If I told you that a road trip movie opening with one Juggalo yelling for another to “show me your butthole” and then dosing a cop with LSD wasn’t just good but great, you would likely assume I was a) lying, or b) being the kind of smirking “ironic” dumbass who thinks movies like Amityville Toilet and Sharknado are clever, or c) suffering a stroke. I am none of those things, but Nathan Tape’s Off Ramp is more than good. More than great even. This movie is utterly fantastic. It’s funny, it’s compelling, it’s sweet, and it’s deeply touching in a way it has zero right to be at first glance.

            Off Ramp is a tale of two Juggalos: Trey, recently released from a year long stretch in prison for assault and battery, and Silas, his best friend who he was defending in said assault and battery. Silas wants nothing more than for the two of them to pick back up where they left off by attending the yearly Gathering Of The Juggalos, the one place they don’t feel like outsiders. Trey however is wary of attending; he’s on his third strike with jail time and the next offense will land him a life sentence. Silas’ charm ultimately wins out and the two set off on a road trip through the seedy underbelly of rural Louisiana, a southern fried odyssey of self-discovery and misadventure filled with corrupt cops, vindictive redneck crime bosses, tantalizing trailer park princesses, and copious amounts of dark magic and LSD. Think Detroit Rock City via Gummo and Cheech And Chong’s Up In Smoke.

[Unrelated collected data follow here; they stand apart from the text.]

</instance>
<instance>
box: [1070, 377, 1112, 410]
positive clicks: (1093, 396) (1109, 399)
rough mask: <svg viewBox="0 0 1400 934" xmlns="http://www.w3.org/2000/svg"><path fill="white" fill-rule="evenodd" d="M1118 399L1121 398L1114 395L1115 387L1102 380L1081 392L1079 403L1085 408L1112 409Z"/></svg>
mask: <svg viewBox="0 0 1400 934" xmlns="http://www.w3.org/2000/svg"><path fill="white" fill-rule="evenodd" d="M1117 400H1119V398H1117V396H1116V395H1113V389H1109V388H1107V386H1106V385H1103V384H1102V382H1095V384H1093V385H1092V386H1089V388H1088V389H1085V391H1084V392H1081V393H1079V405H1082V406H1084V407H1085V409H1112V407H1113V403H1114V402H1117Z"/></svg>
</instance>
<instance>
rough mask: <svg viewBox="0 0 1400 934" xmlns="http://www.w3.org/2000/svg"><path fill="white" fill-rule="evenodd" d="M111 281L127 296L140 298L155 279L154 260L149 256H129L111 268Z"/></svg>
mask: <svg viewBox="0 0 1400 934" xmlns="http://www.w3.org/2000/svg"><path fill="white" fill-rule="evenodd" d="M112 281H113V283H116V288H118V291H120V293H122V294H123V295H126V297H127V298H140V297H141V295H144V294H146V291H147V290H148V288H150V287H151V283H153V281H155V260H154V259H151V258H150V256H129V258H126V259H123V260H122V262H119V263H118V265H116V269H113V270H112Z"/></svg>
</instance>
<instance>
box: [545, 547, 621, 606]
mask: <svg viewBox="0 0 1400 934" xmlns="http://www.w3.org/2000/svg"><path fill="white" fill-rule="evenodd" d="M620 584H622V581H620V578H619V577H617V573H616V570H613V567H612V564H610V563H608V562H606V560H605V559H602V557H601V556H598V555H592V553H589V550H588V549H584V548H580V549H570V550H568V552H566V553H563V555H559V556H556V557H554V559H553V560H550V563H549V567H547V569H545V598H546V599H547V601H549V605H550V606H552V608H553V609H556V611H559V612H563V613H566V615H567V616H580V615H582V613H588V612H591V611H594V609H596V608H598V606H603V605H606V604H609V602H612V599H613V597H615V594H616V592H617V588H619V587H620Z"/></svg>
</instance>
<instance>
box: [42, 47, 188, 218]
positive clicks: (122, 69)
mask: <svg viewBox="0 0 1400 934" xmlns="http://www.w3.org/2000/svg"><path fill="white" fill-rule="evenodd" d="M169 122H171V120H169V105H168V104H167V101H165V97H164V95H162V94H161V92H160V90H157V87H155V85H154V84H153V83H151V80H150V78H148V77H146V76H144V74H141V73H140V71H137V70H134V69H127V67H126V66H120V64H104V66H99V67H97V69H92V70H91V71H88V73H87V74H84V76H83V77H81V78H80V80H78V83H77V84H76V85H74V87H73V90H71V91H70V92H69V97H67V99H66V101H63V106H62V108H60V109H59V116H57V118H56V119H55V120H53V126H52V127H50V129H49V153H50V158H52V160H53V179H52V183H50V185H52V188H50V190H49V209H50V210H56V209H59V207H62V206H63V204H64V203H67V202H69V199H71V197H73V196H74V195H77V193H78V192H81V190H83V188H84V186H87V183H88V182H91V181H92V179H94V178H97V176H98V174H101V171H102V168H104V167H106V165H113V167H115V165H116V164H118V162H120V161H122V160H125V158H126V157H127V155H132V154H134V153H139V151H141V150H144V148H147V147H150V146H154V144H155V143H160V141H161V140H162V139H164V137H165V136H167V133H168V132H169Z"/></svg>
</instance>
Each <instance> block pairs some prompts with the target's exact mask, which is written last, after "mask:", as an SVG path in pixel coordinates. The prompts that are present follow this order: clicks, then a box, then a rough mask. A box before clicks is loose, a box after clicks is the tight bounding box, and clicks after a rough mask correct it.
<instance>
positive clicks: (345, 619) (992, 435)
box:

            Trey and Silas (portrayed by Jon Oswald and Scott Turner Schofield respectively) form the emotional core of this film, and it is tremendously effective. Bonded through mutual tragedy, theirs is a friendship that is a brotherhood in all but blood. What makes this depiction of a deep friendship so convincing is a sense of always loving one another but not always liking one another that actors bring to the roles. Trey clearly loves Silas but spends much of the movie at his wits end with him, and Oswald imbues the character with a believable exasperation at Silas’ antics. You get the feeling that Silas gets a pass from Trey for a lot that others absolutely wouldn’t. Schofield, on the other hand, creates the perfect foil to the brooding and levelheaded Trey in Silas, a sweetly vulnerable knucklehead you can’t help but immediately adore, just shy of being too much to handle but still absolutely loveable. His wanton hedonism is the yin to Trey’s hesitant yang, and the resulting chemistry is what carries this film. When you add Ashley Smith’s sexy but sweet Eden and Jared Banken’s sinister Scarecrow to the mix, you have the perfect blend for a story about the importance of recognizing when the bonds of familial relations shouldn’t be viewed as unbreakable and how blood might be thicker than water, but you need water to survive. Or something.

            What makes this film so utterly successful in telling its story is the ease in which it goes from one about two idiots out on the open road getting high and rapping about the Dark Carnival to one about vulnerability, connection, and empathy. There’s a scene about halfway through between Silas and Eden that is so achingly tender I was honestly moved to tears, and this is after Silas jumps on a diner table and begins rapping from his demo. The revelation about why Trey attacked the frat boys threatening Silas is a gut punch in the best way, an emotional mic drop that at first seems wholly out of character for the story but when taken in context of Juggalos preaching love and acceptance makes perfect sense. And Tape does so seamlessly. This is a film that very easily could have come off as disjointed and unfocused, but instead it’s clearly a broad but thorough commentary on the importance of friendship and having each one another’s backs, especially when you’re part of a subculture that the whole world at best thinks is a joke and at worst openly despises.

            I cannot stress enough how much I enjoyed this film and how badly I implore you to see it if you get a chance. Don’t prejudge it as silly based on the premise. It’s not “so bad it’s good”, it’s not trying to be so over the top and shocking merely to get attention, and it’s not winking and nodding at the audience at all. It’s a powerfully moving story about how even though people might appear and sound ridiculous or goofy or unworthy of being taken seriously they still have very real emotions and are still worthy of respect and empathy. And while the film might be chanting “family” at the top of its lungs, it’s also mostly about the importance of love, be it familial, platonic, or romantic, and how we should embrace that love wherever we find it in the world. Woop woop indeed.